26. International Participants.

(a) To the extent permitted under Section 423 of the Code, without the amendment of the Plan, the Committee may provide for the participation in the Plan by employees who are subject to the laws of foreign countries or jurisdictions on such terms and conditions different from those specified in the Plan as may in the judgment of the Committee be necessary or desirable to foster and promote achievement of the purposes of the Plan (which may include changes to defined terms under the Plan) and, in furtherance of such purposes the Committee may make such modifications, amendments, procedures, subplans and the like as may be necessary or advisable to comply with provisions of laws or practices of other countries or non-U.S. jurisdictions in which the Company or a Designated Subsidiary operates or has employees. Each subplan shall constitute a separate offering under this Plan in accordance with Treas. Reg. 1.423-2(a).

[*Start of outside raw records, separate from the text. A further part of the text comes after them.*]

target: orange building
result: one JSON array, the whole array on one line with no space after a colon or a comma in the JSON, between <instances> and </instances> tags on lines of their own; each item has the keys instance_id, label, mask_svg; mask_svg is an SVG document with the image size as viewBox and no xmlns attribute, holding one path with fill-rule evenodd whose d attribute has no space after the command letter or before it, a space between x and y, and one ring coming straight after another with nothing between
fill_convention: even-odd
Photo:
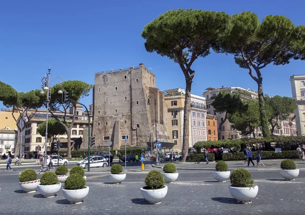
<instances>
[{"instance_id":1,"label":"orange building","mask_svg":"<svg viewBox=\"0 0 305 215\"><path fill-rule=\"evenodd\" d=\"M218 140L218 125L217 116L206 114L206 130L207 140Z\"/></svg>"}]
</instances>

(b) The Committee shall also have the power and authority to allow any of the Company’s subsidiaries other than Designated Subsidiaries to adopt and join in Non-423 Offerings and to allow employees of such subsidiaries who work or reside outside of the United States an opportunity to acquire Shares in accordance with such special terms and conditions as the Committee may establish from time to time. Without limiting the authority of the Committee, the special terms and conditions which may be established with respect to any foreign country, and which need not be the same for all foreign countries, include but are not limited to the right to participate, procedures for elections to participate, the payment of any interest with respect to amounts received from or credited to accounts held for the benefit of participants, the purchase price of any Shares to be acquired, the length of any Offering Period, the maximum amount of contributions, credits or Shares which may be acquired by any participating employees, and a participating employee’s rights in the event of his or her death, disability, withdrawal from participation in the purchase of Shares hereunder, or termination of employment. Any purchases made pursuant to the provisions of this Section 26 shall not be subject to the requirements of Section 423 of the Code.